Bölgesel refahın artması ve Belucistan’ın İran-Pakistan hattında; dolayısıyla Güney Asya-Ortadoğu bağlantısında bir ticaret merkezi haline gelmesi ise Beluçların geri bırakıldıkları düşüncesini ortadan kaldırarak bulundukları ülkelere olan aidiyetlerini geliştirebilir. Dolayısıyla İslamabad-Tahran hattındaki temaslar, bölgesel güvenliğin tesisinde ekonomik işbirliğini ön plana çıkararak ayrılıkçı hareketleri sınırlandırmayı amaçlayan bir planla neticelenmiştir. Bu sebeple de mevcut durumda tüm aktörler açısından rasyonel ve pragmatik bir politikaya geçildiğinden bahsetmek mümkündür.
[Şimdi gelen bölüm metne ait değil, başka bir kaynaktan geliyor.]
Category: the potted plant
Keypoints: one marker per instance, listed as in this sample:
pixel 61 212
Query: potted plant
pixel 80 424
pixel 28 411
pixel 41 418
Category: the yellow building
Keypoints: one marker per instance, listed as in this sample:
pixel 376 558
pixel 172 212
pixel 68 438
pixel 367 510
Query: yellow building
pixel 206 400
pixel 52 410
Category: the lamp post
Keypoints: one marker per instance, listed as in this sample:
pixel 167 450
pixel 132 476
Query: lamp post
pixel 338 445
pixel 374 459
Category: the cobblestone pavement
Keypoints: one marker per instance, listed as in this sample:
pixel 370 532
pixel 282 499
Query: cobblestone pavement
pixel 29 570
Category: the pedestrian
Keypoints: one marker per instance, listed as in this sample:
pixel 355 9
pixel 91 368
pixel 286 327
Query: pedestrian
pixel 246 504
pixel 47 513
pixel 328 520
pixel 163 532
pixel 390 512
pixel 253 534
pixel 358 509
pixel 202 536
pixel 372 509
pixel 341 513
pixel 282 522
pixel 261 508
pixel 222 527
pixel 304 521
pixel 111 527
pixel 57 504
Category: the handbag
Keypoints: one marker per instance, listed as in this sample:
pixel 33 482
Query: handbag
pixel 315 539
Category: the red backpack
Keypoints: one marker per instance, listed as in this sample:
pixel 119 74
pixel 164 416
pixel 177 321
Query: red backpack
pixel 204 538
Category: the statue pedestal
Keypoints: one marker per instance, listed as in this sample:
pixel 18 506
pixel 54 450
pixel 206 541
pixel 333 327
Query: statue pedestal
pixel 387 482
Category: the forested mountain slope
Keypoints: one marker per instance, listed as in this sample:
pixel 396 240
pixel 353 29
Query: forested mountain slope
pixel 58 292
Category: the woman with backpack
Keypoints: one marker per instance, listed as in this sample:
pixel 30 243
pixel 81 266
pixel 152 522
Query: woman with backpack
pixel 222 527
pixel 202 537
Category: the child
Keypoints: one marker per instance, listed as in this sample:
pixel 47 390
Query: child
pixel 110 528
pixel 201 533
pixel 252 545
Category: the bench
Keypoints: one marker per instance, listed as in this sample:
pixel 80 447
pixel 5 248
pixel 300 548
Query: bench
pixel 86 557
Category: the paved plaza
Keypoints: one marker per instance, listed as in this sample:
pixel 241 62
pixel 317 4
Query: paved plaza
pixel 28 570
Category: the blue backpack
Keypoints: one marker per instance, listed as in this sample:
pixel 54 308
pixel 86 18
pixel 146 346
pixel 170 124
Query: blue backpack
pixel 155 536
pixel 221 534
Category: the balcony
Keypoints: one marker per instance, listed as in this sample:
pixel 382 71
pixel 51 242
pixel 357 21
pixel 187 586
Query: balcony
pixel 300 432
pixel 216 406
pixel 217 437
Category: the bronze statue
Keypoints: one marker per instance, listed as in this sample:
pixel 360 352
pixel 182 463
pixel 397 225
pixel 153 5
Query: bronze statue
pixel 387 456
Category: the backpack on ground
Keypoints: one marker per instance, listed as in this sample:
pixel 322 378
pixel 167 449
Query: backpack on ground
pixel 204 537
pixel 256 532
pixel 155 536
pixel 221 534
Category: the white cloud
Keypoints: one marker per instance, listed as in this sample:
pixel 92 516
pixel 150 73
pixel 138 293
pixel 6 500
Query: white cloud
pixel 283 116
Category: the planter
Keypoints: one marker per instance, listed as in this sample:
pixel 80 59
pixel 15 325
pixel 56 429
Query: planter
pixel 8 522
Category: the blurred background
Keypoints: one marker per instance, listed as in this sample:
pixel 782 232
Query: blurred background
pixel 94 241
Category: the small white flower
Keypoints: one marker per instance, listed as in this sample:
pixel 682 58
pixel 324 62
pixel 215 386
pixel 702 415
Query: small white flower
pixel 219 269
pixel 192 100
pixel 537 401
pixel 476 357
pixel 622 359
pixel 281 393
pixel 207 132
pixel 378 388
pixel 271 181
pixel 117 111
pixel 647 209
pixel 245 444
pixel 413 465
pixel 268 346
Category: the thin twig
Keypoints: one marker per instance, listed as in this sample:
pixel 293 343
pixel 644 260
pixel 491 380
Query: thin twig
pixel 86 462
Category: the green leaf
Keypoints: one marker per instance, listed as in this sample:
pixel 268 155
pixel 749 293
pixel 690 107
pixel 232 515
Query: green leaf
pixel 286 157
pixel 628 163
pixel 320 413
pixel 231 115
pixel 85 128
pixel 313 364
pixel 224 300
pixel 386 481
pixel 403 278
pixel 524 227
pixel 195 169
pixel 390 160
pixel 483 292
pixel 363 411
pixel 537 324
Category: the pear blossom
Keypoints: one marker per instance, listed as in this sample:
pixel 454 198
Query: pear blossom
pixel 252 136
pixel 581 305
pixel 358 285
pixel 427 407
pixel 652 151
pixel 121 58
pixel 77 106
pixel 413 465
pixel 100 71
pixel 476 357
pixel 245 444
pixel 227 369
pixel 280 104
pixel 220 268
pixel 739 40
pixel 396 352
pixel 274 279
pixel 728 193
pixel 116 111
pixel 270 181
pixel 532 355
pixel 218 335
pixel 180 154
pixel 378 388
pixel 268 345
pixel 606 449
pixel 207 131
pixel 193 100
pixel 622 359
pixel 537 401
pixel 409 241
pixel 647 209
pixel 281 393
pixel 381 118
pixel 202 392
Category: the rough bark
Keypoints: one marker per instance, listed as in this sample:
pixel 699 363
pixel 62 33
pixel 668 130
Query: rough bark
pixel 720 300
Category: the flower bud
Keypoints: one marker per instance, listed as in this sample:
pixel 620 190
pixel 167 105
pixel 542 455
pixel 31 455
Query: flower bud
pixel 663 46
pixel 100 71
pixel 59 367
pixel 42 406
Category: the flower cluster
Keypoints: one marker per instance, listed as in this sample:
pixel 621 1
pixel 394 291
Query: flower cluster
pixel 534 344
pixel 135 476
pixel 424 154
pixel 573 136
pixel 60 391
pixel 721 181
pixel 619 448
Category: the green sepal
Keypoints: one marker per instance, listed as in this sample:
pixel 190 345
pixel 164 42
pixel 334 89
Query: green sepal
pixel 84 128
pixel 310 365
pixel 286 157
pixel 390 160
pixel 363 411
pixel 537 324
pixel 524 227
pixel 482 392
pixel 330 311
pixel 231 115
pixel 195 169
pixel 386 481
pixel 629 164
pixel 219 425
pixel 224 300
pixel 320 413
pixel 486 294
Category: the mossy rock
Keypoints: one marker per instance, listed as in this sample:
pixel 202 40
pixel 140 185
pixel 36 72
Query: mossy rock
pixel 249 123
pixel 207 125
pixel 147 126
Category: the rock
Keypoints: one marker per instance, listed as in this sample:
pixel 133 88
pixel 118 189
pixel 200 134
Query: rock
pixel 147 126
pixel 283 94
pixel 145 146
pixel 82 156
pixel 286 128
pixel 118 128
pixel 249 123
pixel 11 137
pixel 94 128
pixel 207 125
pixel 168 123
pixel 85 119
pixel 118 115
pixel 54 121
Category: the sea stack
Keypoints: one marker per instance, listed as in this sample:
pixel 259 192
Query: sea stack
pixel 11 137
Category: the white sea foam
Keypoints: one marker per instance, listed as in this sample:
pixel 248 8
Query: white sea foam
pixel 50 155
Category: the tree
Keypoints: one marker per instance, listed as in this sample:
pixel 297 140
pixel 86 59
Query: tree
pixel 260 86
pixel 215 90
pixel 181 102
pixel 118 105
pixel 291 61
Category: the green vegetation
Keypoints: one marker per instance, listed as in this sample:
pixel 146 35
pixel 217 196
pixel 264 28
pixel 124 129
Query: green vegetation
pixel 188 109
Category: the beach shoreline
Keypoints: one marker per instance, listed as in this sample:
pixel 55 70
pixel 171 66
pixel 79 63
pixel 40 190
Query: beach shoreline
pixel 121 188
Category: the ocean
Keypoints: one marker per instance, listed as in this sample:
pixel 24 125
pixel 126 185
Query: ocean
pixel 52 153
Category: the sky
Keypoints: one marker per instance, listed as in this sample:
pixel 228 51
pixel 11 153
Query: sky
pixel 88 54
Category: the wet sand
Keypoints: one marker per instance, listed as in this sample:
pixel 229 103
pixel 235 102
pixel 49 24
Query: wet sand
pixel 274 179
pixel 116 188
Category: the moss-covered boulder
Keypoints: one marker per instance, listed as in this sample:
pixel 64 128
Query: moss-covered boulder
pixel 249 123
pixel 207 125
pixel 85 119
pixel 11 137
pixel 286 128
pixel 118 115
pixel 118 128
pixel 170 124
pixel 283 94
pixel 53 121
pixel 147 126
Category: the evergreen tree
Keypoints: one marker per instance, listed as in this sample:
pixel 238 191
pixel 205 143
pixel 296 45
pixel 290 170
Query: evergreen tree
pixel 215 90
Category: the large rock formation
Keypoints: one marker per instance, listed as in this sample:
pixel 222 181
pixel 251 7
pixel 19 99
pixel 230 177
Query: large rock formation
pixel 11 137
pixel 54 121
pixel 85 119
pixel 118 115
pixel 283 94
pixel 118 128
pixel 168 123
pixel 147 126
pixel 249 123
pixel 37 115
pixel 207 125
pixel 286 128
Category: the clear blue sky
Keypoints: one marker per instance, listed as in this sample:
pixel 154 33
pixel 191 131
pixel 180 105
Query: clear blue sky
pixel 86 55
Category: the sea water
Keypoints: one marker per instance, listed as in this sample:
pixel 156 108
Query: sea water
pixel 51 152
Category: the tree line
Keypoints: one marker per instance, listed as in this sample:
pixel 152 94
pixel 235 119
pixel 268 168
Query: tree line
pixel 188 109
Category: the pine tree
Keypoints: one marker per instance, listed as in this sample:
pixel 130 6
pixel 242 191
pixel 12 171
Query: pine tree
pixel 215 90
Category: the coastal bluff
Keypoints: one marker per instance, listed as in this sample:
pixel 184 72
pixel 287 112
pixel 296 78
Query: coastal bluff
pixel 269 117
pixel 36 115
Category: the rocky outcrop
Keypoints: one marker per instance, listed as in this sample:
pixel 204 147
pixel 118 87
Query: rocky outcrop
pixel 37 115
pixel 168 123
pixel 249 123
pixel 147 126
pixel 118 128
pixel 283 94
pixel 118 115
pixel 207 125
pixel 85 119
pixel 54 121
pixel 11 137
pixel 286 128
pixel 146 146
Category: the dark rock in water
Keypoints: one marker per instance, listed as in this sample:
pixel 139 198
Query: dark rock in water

Sonuç olarak Pakistan ve İran, sınırdaş iki ülke olmanın da etkisiyle işbirliği ve rekabet süreçlerini birlikte yaşamaktadır. İki devletin dini-ideolojik konumlanışlarındaki farklılıklar, taraflar arasındaki fikir ayrılıklarını ön plana çıkararak jeopolitik tercihlerini etkilese de bölgesel güvensizlik hissi, İslamabad ile Tahran arasındaki işbirliği süreçlerinin geliştirilmesini de zorunlu kılmaktadır. Bu anlamda Belucistan Sorunu, iki devletin müşterek problemi olarak de nitelendirilebilir. Üstelik mevzubahis sorun, ABD ile Çin arasındaki rekabetin artmasına paralel olarak terör örgütleri tarafından Kuşak-Yol Projesi güzergahının yoğun bir şekilde hedef alınmaya başlaması nedeniyle her geçen gün daha da belirgin bir hal almakta ve bölünme riski nedeniyle ilgili ülkelere yönelik ulusal güvenlik tehdidi oluşturmaktadır. Bu da Pakistan ile İran’ın sınır güvenliği bağlamında işbirliği yapmasını zorunlu hale getirmektedir. Tarafların ortaya koydukları pragmatik çözümün başarıl olup olmayacağını ise zaman gösterecektir.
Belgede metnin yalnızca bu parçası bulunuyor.